Rebuilding Place in the Urban Space

"A community’s physical form, rather than its land uses, is its most intrinsic and enduring characteristic." [Katz, EPA] This blog focuses on place and placemaking and all that makes it work--historic preservation, urban design, transportation, asset-based community development, arts & cultural development, commercial district revitalization, tourism & destination development, and quality of life advocacy--along with doses of civic engagement and good governance watchdogging.

Wednesday, February 01, 2006

Here's an idea--it's too politically perilous to increase gasoline excise taxes, how about eliminating free parking at the office?

High Cost of Free Parking by Donald Shoup

The data reported in a survey of transit users by Metro Transit in Minneapolis-St. Paul reported that:

• Saving money on parking is the reason train riders give most often for why they ride the rail line. Nearly half of Hiawatha riders drive to a park- and-ride lot to catch the train.

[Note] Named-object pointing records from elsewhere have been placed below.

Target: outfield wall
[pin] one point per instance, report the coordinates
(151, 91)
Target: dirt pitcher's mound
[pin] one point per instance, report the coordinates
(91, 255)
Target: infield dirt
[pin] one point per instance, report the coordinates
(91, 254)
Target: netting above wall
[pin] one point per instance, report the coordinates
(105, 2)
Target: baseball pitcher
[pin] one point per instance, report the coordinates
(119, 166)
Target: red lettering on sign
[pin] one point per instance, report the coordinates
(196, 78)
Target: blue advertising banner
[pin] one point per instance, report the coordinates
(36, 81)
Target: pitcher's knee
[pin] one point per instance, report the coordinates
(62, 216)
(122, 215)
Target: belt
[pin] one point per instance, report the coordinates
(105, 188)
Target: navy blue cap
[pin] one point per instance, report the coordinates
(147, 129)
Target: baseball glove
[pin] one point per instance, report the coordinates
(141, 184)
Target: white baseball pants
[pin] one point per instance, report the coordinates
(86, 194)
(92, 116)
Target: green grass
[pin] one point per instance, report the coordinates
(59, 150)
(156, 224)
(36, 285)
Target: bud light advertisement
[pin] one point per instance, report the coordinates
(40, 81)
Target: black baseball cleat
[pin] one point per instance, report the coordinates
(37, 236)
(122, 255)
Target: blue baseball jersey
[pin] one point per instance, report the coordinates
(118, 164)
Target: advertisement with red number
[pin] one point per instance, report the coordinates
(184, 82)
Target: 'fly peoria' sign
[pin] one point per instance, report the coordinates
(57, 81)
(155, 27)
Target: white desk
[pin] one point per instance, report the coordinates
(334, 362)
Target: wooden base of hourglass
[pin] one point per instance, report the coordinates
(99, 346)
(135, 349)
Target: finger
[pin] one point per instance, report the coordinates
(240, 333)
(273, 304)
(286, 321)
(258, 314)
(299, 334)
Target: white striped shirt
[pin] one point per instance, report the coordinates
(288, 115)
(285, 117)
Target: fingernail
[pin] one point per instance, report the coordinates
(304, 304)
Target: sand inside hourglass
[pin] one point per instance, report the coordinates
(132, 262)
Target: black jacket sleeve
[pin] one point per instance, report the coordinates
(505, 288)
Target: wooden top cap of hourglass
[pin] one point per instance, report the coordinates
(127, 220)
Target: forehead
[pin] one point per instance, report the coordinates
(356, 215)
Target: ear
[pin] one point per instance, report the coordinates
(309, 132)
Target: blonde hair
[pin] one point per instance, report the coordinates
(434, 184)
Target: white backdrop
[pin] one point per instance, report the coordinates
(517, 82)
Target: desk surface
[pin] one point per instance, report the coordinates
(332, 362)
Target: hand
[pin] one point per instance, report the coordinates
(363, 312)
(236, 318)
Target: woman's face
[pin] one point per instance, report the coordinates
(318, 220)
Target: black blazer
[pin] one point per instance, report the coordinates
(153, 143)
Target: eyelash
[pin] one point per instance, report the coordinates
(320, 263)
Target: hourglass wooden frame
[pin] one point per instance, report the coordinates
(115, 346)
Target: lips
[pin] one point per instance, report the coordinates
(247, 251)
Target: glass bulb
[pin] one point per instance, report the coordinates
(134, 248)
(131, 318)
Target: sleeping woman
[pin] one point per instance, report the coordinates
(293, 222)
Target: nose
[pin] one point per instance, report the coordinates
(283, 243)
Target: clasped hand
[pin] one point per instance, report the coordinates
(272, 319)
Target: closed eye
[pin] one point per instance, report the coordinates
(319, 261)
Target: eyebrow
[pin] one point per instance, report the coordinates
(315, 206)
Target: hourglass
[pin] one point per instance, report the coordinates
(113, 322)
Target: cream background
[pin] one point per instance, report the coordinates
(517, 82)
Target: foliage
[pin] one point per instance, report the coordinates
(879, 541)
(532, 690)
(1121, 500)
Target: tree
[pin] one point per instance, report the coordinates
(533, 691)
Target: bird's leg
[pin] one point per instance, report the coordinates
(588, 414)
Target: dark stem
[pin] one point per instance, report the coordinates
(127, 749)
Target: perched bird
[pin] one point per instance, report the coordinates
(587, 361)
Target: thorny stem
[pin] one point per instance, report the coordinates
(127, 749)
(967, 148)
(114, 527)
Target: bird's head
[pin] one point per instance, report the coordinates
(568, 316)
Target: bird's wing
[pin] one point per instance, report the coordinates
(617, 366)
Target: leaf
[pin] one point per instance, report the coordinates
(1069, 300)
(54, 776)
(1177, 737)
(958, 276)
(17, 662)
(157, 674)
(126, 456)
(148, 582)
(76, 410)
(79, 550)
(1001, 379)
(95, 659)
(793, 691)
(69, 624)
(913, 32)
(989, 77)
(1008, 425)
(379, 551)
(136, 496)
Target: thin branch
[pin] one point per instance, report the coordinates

• If the train were not available, 59 percent of rail riders said they would have made the trip in their cars alone.

Since the cost of parking, or not, is such a significant factor influencing whether or not people are willing to drive, by taking away the privilege of free parking, this will reduce induced demand for driving.

As difficult as this could be politically, it's likely that forcing a reduction in the availability of free parking wouldn't have the same public outcry as if gasoline taxes were significantly increased. (I saw an ad that said that 16% of the cost of a gallon of gasoline is comprised of taxes.)